Le Bail de Lavande
Lire le chapitre 16: The New Normal
Le premier service du petit-déjeuner se termina à neuf heures moins le quart. Camille débarrassa la dernière table, empila les assiettes tachées de confiture de figues, et passa un coup d'éponge rapide sur le marbre. La salle sentait le café filtre et le pain grillé, une odeur qu'elle commençait à associer à autre chose que le travail — à une forme de paix, peut-être.
Julien entra par la porte de la cuisine, un torchon sur l'épaule, les manches de sa chemise roulées jusqu'aux coudes.
— Trois tables complètes. Plus une quatrième qui a redemandé du pain perdu.
— La recette de ta mère, dit Camille sans lever les yeux. Elle marche à chaque fois.
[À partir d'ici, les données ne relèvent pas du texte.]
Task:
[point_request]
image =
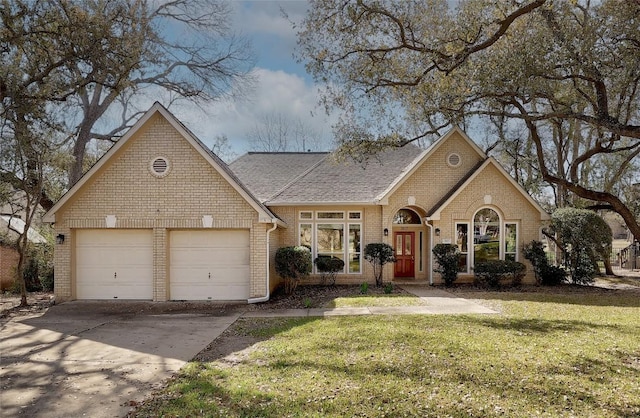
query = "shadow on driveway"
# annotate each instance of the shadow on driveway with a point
(99, 359)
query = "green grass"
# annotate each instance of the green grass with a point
(545, 355)
(375, 300)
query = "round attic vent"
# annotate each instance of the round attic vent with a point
(159, 167)
(454, 160)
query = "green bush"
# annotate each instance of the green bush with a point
(553, 275)
(492, 273)
(364, 288)
(378, 254)
(293, 264)
(546, 274)
(329, 267)
(448, 262)
(388, 288)
(584, 238)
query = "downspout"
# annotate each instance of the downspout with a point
(266, 297)
(426, 222)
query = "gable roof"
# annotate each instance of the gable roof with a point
(424, 157)
(320, 179)
(434, 213)
(298, 178)
(264, 214)
(267, 173)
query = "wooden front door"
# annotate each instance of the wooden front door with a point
(405, 253)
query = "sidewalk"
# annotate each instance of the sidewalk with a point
(437, 301)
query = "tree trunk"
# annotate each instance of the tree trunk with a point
(608, 269)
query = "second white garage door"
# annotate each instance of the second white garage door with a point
(209, 265)
(114, 264)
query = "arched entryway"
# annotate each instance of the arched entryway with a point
(408, 243)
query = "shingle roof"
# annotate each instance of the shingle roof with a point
(291, 178)
(267, 173)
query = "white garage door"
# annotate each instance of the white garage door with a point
(209, 265)
(114, 264)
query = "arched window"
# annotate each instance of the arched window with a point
(406, 216)
(486, 235)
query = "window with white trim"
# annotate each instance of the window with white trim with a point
(329, 234)
(492, 239)
(462, 241)
(511, 241)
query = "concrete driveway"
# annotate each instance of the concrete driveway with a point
(98, 359)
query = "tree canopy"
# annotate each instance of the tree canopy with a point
(109, 56)
(561, 76)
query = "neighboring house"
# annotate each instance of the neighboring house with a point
(161, 217)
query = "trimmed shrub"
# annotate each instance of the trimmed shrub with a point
(448, 261)
(329, 267)
(492, 273)
(584, 238)
(378, 254)
(293, 264)
(553, 275)
(546, 274)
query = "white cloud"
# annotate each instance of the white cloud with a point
(276, 92)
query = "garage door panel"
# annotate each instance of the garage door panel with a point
(209, 265)
(230, 256)
(114, 264)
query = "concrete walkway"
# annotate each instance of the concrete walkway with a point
(437, 301)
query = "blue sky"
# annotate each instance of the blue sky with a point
(282, 85)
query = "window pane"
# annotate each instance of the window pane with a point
(406, 216)
(462, 237)
(330, 238)
(354, 248)
(330, 215)
(420, 252)
(462, 264)
(486, 235)
(305, 235)
(510, 238)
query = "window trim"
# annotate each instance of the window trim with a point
(346, 251)
(321, 219)
(471, 259)
(455, 234)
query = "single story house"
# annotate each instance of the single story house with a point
(160, 217)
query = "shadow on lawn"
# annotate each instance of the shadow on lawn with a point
(563, 294)
(537, 325)
(233, 345)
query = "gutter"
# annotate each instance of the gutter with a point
(265, 298)
(426, 222)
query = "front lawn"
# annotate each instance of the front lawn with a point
(545, 355)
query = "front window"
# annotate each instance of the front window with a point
(486, 235)
(354, 248)
(462, 241)
(406, 216)
(329, 234)
(510, 241)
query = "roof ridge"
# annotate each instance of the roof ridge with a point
(303, 174)
(455, 188)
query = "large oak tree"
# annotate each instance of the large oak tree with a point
(564, 73)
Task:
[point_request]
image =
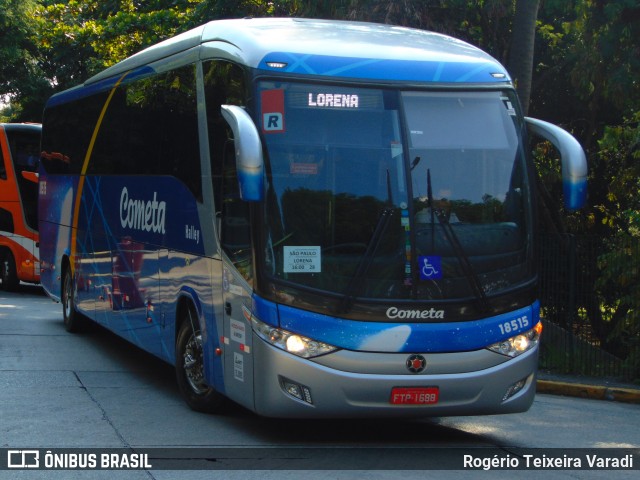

Il s'arrêta près d'elle, hésita. Puis il reprit le torchon et s'attaqua à la vitrine des pâtisseries.
— Elle marchait déjà bien avant. Mais toi, tu as ajouté la crème à la lavande. Elle aurait aimé.
Camille sourit dans le reflet de la vitre. Ce genre de compliment, Julien le glissait comme on dépose une pièce dans une tirelire — sans insister, mais avec constance.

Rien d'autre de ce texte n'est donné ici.